Marty started up the stairs to the fifth story. A long corridor presented itself to him, with rooms to right and left. He wandered down the passageway taking a perfunctory look into each of the suites as he passed. The numbered doors let onto empty spaces: all the furniture and fittings that were salvageable had been removed years ago.
Perhaps because of its isolated position, and the difficulty of entering, the building had not been squatted or vandalized. The rooms were almost absurdly clean, their deep-pile beige carpets-too bothersome to remove, apparently-springy as cliff turf beneath his feet. He checked every suite on the fifth floor before retracing his path to the stairs and going up another flight. The scene was the same here, although the suites-which had perhaps once commanded a salable view-were larger and fewer on this floor, the carpets, if anything, lusher. It was bizarre, ascending from the charred depths of the hotel to this pristine, breathless place. People had perhaps died in the blindfold corridors below, asphyxiated or baked to death in their dressing gowns. But up here no trace of the tragedy had intruded.

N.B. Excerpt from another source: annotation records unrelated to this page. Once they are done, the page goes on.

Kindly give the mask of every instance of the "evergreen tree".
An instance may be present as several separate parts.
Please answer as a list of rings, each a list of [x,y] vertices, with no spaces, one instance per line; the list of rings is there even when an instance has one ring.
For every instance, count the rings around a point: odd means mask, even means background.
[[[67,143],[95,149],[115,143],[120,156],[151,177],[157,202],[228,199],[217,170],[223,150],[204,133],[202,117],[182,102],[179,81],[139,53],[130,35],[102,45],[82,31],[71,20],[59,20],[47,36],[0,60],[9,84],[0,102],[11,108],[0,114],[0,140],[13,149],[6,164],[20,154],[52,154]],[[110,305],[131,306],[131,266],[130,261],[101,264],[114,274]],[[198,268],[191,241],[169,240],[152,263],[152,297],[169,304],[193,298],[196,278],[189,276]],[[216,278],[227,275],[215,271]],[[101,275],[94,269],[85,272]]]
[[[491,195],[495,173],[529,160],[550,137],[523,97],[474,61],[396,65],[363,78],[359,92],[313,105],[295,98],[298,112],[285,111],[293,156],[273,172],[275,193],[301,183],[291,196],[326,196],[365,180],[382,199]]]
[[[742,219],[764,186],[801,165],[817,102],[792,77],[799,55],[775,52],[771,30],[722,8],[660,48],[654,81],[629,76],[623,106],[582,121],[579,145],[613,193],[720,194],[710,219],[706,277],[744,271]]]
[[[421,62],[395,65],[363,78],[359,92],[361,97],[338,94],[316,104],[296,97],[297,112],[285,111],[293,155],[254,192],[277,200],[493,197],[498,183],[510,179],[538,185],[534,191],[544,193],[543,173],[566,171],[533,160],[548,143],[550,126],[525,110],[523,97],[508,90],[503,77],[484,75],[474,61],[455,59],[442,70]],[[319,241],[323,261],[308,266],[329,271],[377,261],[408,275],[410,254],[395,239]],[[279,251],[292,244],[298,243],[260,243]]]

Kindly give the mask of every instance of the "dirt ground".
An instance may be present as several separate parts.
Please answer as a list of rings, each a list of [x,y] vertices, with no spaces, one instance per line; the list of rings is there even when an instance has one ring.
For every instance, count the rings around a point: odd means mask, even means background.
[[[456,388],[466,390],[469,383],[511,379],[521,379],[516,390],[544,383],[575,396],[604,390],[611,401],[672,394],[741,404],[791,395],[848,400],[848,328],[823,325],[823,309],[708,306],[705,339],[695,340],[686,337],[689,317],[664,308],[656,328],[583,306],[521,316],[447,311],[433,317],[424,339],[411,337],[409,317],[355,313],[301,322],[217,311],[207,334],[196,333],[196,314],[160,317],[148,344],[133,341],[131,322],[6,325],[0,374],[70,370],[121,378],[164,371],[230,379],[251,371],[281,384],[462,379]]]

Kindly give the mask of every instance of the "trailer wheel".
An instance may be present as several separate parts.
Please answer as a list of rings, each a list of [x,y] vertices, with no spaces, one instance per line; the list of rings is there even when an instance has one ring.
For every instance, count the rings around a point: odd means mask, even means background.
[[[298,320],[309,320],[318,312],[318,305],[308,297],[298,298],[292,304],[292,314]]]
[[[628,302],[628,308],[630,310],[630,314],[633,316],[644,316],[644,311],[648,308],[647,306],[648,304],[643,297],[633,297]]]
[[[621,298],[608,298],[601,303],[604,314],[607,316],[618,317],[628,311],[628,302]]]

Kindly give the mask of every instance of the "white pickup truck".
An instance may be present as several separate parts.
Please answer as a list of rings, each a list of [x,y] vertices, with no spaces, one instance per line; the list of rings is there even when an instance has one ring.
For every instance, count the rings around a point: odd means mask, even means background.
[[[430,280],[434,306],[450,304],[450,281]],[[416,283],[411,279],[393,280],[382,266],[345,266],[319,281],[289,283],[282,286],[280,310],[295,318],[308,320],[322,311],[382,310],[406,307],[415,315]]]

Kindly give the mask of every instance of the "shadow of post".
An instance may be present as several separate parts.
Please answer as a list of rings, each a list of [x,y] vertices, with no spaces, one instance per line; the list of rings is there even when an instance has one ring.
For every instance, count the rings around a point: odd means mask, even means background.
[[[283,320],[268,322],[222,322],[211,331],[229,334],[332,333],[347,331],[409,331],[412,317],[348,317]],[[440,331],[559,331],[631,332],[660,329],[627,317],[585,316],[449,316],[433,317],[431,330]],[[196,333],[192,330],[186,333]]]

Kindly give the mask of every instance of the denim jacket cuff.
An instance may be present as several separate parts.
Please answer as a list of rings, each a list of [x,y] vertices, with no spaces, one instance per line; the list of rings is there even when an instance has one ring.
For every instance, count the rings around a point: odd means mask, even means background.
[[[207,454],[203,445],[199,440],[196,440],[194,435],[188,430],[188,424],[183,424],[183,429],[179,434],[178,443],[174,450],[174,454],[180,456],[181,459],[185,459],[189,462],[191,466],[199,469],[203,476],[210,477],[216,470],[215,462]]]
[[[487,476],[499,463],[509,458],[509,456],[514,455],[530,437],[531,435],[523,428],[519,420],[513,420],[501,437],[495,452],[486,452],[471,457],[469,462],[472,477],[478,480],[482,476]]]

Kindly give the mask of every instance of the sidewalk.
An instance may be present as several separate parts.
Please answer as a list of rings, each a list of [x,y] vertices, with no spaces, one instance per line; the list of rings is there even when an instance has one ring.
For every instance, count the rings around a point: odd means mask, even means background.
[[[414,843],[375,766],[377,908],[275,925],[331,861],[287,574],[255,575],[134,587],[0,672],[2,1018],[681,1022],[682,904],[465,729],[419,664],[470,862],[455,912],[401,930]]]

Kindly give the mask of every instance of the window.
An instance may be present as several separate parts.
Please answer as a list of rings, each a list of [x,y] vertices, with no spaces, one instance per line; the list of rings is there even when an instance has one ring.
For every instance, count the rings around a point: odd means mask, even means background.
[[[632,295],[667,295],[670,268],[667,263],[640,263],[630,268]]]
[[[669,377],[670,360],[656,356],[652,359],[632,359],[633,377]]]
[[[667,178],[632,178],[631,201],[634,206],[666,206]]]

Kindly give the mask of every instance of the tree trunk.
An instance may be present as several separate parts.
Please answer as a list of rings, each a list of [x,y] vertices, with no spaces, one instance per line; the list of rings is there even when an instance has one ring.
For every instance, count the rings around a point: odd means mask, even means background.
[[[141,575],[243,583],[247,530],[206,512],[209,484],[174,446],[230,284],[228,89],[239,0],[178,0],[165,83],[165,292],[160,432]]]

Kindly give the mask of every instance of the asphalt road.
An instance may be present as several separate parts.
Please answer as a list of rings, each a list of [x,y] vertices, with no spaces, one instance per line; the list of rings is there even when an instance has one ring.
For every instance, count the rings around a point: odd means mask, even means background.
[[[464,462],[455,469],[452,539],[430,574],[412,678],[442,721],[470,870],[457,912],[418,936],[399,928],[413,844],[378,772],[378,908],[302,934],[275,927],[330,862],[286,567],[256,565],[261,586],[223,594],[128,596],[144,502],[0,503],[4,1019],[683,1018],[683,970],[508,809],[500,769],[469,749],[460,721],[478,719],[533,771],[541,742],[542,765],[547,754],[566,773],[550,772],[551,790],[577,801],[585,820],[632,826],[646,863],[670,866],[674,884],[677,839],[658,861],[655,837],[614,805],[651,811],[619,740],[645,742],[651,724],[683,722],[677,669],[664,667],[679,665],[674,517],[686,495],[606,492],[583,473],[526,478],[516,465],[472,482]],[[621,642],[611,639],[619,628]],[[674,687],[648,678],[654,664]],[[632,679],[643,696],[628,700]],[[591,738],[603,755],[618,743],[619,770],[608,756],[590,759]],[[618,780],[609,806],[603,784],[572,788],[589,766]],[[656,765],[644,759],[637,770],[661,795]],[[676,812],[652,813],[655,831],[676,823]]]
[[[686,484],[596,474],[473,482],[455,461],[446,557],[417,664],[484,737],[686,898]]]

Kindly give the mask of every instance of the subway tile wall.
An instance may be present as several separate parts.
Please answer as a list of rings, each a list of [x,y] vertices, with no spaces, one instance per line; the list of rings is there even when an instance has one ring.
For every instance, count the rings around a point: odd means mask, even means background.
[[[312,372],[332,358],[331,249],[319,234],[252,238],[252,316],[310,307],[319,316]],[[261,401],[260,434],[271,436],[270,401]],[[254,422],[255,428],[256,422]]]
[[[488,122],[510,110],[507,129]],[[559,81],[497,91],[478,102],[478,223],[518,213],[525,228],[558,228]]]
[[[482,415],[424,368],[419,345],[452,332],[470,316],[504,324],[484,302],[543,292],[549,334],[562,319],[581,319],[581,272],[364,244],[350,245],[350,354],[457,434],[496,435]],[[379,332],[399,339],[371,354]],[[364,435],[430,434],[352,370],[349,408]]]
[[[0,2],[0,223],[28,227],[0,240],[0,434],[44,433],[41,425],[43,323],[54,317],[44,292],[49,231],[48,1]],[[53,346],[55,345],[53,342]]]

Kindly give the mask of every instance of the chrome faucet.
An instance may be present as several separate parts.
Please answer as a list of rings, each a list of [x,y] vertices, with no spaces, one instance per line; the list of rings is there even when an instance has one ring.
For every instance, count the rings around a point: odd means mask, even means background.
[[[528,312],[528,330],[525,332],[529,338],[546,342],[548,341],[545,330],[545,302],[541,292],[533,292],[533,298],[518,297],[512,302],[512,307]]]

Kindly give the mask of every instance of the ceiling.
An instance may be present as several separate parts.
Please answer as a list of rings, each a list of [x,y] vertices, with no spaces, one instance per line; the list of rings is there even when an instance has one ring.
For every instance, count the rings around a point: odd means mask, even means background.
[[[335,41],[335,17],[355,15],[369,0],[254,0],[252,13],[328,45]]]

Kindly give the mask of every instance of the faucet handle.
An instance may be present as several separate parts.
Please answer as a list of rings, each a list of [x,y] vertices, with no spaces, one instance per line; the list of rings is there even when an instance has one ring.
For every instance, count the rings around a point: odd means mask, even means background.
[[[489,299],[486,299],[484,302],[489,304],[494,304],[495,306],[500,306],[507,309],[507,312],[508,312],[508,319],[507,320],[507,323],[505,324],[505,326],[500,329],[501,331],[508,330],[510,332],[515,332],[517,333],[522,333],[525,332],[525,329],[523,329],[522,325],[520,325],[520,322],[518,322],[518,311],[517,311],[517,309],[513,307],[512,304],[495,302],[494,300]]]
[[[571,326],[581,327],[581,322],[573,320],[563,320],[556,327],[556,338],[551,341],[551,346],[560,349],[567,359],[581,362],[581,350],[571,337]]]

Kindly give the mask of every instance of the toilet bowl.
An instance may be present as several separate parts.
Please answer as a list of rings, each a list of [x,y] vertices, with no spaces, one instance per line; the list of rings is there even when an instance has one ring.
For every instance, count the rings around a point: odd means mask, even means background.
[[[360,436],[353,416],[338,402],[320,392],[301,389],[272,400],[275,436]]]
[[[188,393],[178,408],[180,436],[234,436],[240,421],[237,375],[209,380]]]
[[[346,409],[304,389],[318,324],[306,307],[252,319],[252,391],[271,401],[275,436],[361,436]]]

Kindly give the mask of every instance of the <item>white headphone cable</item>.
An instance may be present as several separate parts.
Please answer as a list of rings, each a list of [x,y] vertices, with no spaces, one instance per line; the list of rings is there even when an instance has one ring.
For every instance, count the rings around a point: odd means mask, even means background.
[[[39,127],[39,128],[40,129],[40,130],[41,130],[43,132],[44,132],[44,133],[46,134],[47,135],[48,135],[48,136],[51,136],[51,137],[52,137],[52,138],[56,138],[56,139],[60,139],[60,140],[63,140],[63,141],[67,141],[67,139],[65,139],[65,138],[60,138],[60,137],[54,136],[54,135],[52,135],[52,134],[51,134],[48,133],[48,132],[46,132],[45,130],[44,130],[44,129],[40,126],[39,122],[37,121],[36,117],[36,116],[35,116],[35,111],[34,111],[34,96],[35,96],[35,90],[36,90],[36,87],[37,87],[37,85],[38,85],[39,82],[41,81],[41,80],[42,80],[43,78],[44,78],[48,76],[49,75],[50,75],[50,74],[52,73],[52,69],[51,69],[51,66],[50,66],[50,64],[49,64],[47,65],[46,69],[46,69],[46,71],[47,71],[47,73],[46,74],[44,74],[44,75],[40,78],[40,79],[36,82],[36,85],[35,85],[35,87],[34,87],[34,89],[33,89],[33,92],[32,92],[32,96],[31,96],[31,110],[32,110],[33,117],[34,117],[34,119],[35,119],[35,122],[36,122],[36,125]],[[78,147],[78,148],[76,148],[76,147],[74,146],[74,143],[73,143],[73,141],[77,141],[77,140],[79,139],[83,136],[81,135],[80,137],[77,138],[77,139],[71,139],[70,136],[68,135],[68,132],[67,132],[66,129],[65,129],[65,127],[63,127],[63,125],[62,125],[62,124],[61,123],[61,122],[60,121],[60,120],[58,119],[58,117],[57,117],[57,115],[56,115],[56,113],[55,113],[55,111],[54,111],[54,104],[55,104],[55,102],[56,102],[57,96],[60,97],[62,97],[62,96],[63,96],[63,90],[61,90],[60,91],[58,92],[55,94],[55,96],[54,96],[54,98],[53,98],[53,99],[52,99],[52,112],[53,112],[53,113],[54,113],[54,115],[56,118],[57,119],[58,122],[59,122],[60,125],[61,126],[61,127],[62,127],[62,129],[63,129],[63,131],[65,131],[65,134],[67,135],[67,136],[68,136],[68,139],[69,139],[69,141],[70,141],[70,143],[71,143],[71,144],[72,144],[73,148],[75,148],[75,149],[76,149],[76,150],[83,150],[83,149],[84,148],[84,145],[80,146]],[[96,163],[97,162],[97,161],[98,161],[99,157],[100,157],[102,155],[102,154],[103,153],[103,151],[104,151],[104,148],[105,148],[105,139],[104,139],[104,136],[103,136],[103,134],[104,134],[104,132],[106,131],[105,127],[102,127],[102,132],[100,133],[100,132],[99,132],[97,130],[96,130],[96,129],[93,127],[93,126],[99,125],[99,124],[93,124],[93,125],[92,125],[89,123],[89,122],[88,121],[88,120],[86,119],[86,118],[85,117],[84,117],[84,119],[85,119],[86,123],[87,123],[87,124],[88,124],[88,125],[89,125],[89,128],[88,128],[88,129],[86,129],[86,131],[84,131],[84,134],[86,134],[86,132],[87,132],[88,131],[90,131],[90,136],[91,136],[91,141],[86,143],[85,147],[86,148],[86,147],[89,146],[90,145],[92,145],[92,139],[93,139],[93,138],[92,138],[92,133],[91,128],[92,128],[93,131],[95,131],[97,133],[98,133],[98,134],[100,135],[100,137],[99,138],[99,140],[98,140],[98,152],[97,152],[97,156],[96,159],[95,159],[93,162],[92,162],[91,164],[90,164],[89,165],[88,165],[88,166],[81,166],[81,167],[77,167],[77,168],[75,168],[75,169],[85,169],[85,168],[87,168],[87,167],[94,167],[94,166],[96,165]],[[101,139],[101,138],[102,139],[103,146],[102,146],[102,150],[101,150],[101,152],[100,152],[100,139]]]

There was one floor left to investigate. As he climbed the final flight of stairs the illumination suddenly strengthened until it was almost as bright as day. The source was highway light, finding its way through the skylights and ineptly sealed windows. He explored the labyrinthine system of rooms as quickly as possible, pausing only to glance out of the window. Far below, he could see the car parked beyond the fence; the dogs engaged in a mass rape. In the second suite he suddenly caught sight of somebody watching him across the vast reception room only to realize that the haggard face was his own, reflected in a wall-sized mirror.
The door of the third suite, on this final floor, was locked, the first locked suite Marty had encountered. Proof positive, if any were needed, that it had an occupant.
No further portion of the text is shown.